MindTree Q3 result: Deal wins, strong traction in digital are main triggers

Analysts say there is a scope for further improvement in margins driven by a higher employee utilisation

Data
Ram Prasad Sahu
Last Updated : Jan 24 2018 | 5:27 AM IST
The MindTree stock has gained 21 per cent in two trading sessions, riding on strong December quarter (Q3) results, robust revenue visibility and improved margin outlook. These have led analysts to revise upwards their earnings estimates for FY19 and FY20. 

The outperformance in Q3 comes after a muted show in the past, which was dragged down by two acquisitions and higher costs. The company had cut its revenue forecast earlier to a high single-digit from a low double-digit growth in FY18. 

However, after the muted performance over the past three quarters with an average revenue growth of 2.4 per cent, the company posted a growth of four per cent in Q3. This was above analyst estimates of 2.5 per cent. A six per cent growth in realisations and large projects getting into a steady state revenue phase helped post the sequential uptick in revenues.

Analysts at Motilal Oswal Securities said the continued strength in deal wins, high visibility in top accounts and a strong exit rate (expectations of continued momentum in Q4) would ensure acceleration from an estimated eight per cent revenue growth in FY18 to 12.6 per cent in FY19.

In addition to revenue growth, margins, too, have outperformed on the back of better pricing, cost optimisation and no one-time costs as was the case in the September quarter. Margins came in at 15.1 per cent in Q3, up 350 basis points compared to the September quarter.

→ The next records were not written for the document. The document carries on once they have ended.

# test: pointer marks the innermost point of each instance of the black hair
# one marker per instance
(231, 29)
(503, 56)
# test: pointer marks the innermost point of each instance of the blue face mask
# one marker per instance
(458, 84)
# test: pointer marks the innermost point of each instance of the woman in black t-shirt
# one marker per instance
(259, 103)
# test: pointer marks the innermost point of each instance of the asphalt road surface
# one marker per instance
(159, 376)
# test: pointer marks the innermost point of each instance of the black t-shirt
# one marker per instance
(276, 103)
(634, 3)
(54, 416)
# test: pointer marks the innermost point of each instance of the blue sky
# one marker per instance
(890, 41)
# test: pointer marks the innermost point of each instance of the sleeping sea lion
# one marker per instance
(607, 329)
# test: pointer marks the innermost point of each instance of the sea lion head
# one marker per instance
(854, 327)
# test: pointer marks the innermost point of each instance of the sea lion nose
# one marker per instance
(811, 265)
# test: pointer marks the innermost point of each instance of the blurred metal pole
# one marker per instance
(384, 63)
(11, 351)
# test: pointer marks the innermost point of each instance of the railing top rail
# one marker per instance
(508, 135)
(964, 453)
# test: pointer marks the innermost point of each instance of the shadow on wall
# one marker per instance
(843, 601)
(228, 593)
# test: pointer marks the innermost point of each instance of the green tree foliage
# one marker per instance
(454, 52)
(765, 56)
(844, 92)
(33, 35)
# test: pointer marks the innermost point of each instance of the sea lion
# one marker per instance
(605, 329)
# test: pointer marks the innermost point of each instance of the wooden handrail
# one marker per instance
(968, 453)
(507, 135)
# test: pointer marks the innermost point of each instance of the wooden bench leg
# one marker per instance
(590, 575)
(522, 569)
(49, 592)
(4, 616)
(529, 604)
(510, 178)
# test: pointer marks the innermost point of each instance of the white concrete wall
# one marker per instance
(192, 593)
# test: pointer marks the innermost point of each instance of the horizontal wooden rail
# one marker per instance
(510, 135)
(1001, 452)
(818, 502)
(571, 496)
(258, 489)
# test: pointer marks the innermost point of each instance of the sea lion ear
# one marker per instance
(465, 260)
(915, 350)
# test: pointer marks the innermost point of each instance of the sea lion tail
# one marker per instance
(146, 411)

Better operational performance coupled with a tax reversal also helped it post a better-than-expected net profit. 

Analysts say there is a scope for further improvement in margins driven by a higher employee utilisation, change in onsite-offshore business mix and as synergies from its two acquisitions add to the company’s profitability.

Digital now accounts for 44 per cent of revenues and is increasing along with deal sizes in the segment. 

The company won its largest digital deal in the December quarter. Given the sharp run-up in its price, the stock is trading at 20 times its FY19 estimates. Despite the buy recommendations from brokerages, investors should await for corrections before an exposure to the stock.